The Collection is a very powerful feature. We can use the Collection concept for various purposes. We can
have a collection based on each project, based on each customer, or based on each business unit (based on
how the user would like to interpret the collection in their specific business area).
A collection is basically like a folder that encompasses all these items. In the Prancer framework, there can
be multiple collections, like a collection for Azure, one for AWS, one for the GitHub repository, one for a
specific project in the git, and so on. Also, in each collection, there could be multiple connectors, multiple
master snapshot config files, multiple master test files. It’s not restricted to a single file for each type seen
here.
The concept of Collection gives the user a very powerful mechanism to scale up their security posture based
on the prancer framework.
4. Remote Configuration files
Prancer Framework supports two types of test formats. The simple testcases which are an inhouse query
language on JSON files, and also tests based on the Open Policy Agent (OPA) Rego policy language, All the
Rego test files are also available in the same collection, e.g. if there are 100 test cases based on the Rego,
the files are available in the same collection directory. That’s how the people working with the Prancer
framework do the compliance test.
Suppose there are multiple Collections available for the company and the user wants to centralize the
management of test files, Rego files, and snapshot files.

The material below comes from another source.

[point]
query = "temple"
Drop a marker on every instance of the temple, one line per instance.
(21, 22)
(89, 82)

It is possible to store all of these items in a remote git
repository and read them from a centralized location. In this case, instead of creating the full Master test files
and Master snapshot configuration files, 2 pointers are employed – a Master Snapshot Config pointer and a
Master Test file config pointer – which point to the remote git which reads the information and gives the user
the ability to leverage the power of Policy as Code and centrally manage the master test files, Rego files, and
also the Master Snapshot Config files. The process for running the Prancer framework would be the same
but instead of having a local Master Snapshot config, it connects to the remote git and gets the information
from the remote master snapshot. And at the time of testing, the Compliance Engine connects to the remote
master test files and the remote Rego files rather than the local files, but everything else like the snapshot and
outputs will be stored locally in the collection.
In this article, I have introduced various configuration files available in the Prancer Framework, which is the
heart of Prancer Platform. By understanding these concepts, you have an easier time navigating through our
solution and understand the details of the application.